For larger projects, some plasterers will move from a day rate to a fixed price once they have seen the job and can judge the scope confidently. This is often the best of both worlds: the plasterer uses their day-rate experience to price the work, and you get a capped figure. If you are getting several quotes, it is reasonable to ask each plasterer how they have arrived at their number — whether it is a fixed price for defined work or an estimate of days at their rate — so you can compare like with like rather than comparing a fixed price against an open-ended daily charge.
Frequently asked questions
Do plasterers charge per day or per square metre?
Both are used. For clearly defined jobs such as a whole room, most plasterers give a fixed price, which may be worked out internally from a square-metre rate plus prep. Day rates are common for repairs, patching and jobs where the scope is uncertain. A square-metre figure is more often a rough guide for large areas than the basis of a domestic quote.
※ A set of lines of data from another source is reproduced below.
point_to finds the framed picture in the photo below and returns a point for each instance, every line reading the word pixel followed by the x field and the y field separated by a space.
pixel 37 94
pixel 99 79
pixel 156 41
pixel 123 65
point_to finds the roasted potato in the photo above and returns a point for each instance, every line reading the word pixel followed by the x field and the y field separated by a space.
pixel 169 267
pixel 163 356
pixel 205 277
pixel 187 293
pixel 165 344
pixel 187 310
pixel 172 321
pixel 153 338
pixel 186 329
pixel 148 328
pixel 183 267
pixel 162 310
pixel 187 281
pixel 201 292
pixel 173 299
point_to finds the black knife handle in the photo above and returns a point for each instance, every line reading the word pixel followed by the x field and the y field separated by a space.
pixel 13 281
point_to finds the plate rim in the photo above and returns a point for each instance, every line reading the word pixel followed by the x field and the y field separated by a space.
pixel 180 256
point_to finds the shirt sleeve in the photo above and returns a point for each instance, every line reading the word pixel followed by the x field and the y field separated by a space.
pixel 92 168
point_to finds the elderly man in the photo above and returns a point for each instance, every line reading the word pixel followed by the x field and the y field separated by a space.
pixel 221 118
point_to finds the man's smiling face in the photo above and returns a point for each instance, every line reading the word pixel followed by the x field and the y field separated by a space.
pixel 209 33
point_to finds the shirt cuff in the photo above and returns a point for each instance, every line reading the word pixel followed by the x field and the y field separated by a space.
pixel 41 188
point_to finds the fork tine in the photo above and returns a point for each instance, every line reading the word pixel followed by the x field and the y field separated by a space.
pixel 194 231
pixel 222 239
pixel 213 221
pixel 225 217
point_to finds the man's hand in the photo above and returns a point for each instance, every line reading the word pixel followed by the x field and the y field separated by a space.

Does a day rate include materials?
Usually not. A day rate normally covers the plasterer's labour and their own tools, while materials — plaster, PVA, beads, scrim — are charged on top or supplied by you. Waste removal and any special access equipment such as a scaffold may also be extra. Always confirm what is included before agreeing the rate.
How many days does plastering a room take?
A skim of a single room is often one day, while a full re-plaster of a larger room with a backing coat and finish can take two to four days. If you are paying a day rate, ask for an estimate of the number of days so you can budget, and remember the plaster then needs drying time before decorating, which is separate from the plastering days.
Sources & further reading
Figures on this page are typical UK ranges drawn from published sources and depend on your specific room. They are guidance, not a quotation.